Ce raisonnement est pertinent s’il s’adresse à ce « mythe entretenu par les promoteurs des nouveaux médias » auquel l’auteur fait référence [ibid., p.186], qui privilégie l’accès supposé direct à l’information, en contournant les médiations traditionnelles. En revanche, de notre point de vue, cette analyse n’est pas recevable si elle prétend analyser le fonctionnement concret des nouveaux acteurs de l’information en ligne. Ceci parce que comme nous le verrons lors de l’analyse de notre recherche de terrain, derrière la montée en force de l’intermédiation technique, se trouve en réalité une multitude des médiations « humaines », qui sont le fait des journalistes mais également des techniciens de l’information.

En ce qui concerne la mise à disposition des informations brutes sous la forme de dépêches, notre recherche empirique montre que ces dernières sont travaillées et traitées justement dans le sens d’une diffusion directe auprès du public. Ainsi, au sein des agences de presse qui en sont à l’origine, il y a eu progressivement, depuis le début des années 2000, la constitution des cellules dédiées de journalistes dont le travail quotidien consiste à réécrire les dépêches brutes, qui sont initialement destinées aux journalistes travaillant au sein de médias traditionnels. Ceci afin qu’elles puissent être diffusées sur l’internet, sans traitement supplémentaire. Ces cellules commencent à acquérir une position stratégique au sein des grandes agences de presse, puisque elles constituent en quelque sorte leur premier « client », qui reçoit et filtre, sur une base quotidienne, l’ensemble de la production interne. De cette façon il a des interactions incessantes entre, d’une part, les journalistes qui produisent l’information et ceux qui sont chargés de la réécrire en vue d’une diffusion publique, avant même que l’information sorte des agences. Le travail de réécriture consiste à contextualiser l’information, en rappellent quelques éléments indispensables à la compréhension par le grand public comme l’historique, l’identité des acteurs, les antécédents, à la simplifier et à la mettre en relation avec d’autres événements. Au bout du processus, la dépêche à destination des portails généralistes est très différente de celle qui s’adresse aux journalistes des médias traditionnels, même si elle traite du même sujet. La médiation journalistique ne disparaît pas mais elle remonte la chaîne de production, ne se situant plus au sein du média qui touche directement le public mais au sein de la structure chargée de la production de l’information. Cette dernière est rémunérée en conséquence pour ce travail supplémentaire.

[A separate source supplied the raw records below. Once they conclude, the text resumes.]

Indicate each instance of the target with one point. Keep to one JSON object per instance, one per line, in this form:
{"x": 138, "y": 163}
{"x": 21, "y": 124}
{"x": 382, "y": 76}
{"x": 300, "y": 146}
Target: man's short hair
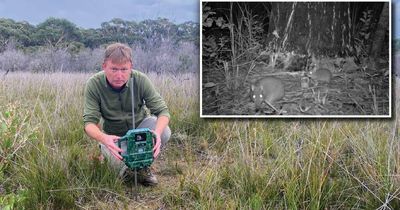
{"x": 118, "y": 53}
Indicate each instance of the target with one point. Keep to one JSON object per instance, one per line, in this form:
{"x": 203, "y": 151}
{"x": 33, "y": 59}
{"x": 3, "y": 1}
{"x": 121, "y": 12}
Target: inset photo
{"x": 295, "y": 59}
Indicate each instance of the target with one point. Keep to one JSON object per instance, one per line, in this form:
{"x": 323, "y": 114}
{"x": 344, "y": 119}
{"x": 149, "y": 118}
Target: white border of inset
{"x": 299, "y": 116}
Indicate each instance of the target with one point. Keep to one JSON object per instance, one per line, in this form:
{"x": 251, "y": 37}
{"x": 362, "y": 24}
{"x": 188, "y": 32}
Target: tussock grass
{"x": 208, "y": 164}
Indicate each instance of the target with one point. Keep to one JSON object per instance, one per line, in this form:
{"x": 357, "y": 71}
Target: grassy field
{"x": 47, "y": 162}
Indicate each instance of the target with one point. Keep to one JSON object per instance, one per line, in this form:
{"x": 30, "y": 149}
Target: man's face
{"x": 117, "y": 74}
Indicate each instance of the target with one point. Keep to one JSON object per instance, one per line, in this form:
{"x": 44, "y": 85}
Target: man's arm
{"x": 93, "y": 131}
{"x": 161, "y": 124}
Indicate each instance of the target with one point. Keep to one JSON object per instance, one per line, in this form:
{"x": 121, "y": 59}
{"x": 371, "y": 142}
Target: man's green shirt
{"x": 115, "y": 106}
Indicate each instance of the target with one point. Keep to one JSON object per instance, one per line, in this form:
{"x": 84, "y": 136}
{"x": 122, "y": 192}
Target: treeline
{"x": 61, "y": 32}
{"x": 59, "y": 45}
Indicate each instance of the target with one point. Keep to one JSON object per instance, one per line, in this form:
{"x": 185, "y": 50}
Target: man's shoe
{"x": 146, "y": 177}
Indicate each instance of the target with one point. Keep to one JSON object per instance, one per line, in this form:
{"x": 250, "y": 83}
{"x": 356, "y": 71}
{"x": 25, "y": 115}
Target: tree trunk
{"x": 380, "y": 33}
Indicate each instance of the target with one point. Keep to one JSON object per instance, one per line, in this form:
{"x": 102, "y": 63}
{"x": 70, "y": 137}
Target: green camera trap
{"x": 139, "y": 148}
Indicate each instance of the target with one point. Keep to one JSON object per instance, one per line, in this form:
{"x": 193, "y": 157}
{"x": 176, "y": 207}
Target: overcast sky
{"x": 91, "y": 13}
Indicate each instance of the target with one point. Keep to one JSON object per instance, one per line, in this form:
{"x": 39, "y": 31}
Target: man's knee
{"x": 150, "y": 122}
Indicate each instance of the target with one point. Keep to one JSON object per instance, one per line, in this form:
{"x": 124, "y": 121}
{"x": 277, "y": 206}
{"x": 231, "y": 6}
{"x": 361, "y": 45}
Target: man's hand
{"x": 156, "y": 148}
{"x": 108, "y": 141}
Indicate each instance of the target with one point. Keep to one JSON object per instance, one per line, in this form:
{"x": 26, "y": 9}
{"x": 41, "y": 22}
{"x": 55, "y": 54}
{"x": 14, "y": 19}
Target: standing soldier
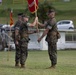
{"x": 17, "y": 38}
{"x": 24, "y": 39}
{"x": 51, "y": 32}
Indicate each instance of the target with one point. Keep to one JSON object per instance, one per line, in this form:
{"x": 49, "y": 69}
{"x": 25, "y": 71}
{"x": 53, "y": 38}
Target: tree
{"x": 42, "y": 10}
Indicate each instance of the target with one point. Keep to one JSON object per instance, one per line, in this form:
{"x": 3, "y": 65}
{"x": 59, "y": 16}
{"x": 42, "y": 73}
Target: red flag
{"x": 33, "y": 5}
{"x": 11, "y": 18}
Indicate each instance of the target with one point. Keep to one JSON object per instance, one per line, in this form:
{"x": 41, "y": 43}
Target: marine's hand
{"x": 39, "y": 40}
{"x": 36, "y": 31}
{"x": 17, "y": 42}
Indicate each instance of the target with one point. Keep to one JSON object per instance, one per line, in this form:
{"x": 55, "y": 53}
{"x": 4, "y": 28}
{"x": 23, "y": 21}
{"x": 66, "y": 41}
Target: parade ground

En ce qui concerne la question de la mise à disposition de l’information sans hiérarchisation ou sélection préalable, notre recherche montre que celle-ci concerne une minorité d’acteurs, en tout cas ceux qui sont le moins engagés dans l’information en ligne. Pour ceux dont l’actualité constitue une activité stratégique, comme Google et Yahoo, il y a effectivement des dispositifs de hiérarchisation et de sélection de l’information, à la différence que celles-ci sont partiellement prises en charge par des dispositifs techniques complexes.

Dans le cas de Google, le principe consiste à appliquer le système de classement fondé sur un indice de popularité des pages web appelé Page-Rank, qui a fait le succès de moteur pour la recherche sur l’internet, à toutes les informations quelle que soit leur forme et leur nature. De cette façon, la pertinence d’un article de presse est proportionnée au nombre des liens hypertexte qui pointent vers lui, filtré par l’algorithme propriété de Google. Dans le cas de Yahoo, il s’agit de mettre à disposition des dépêches, triées et structurées par des dispositifs complexes simulant une maîtrise de la sémantique au moyen de mots-clés et autres éléments paratextuels, afin d’attribuer ces informations à des dossiers thématiques, des rubriques spécifiques et les hiérarchiser quant à leur importance en relation avec l’actualité. Dans les deux cas la composante technique est significative mais elle se place sous un contrôle humain, exercé par des techniciens de l’information qui assurent, de fait, une fonction éditoriale. Ainsi, la sélection des sources est un processus éditorial, objet d’une négociation permanente de nature économique et juridique entre les différents acteurs impliqués comme les agences, les portails et les sites-médias, avant d’être une opération technique. 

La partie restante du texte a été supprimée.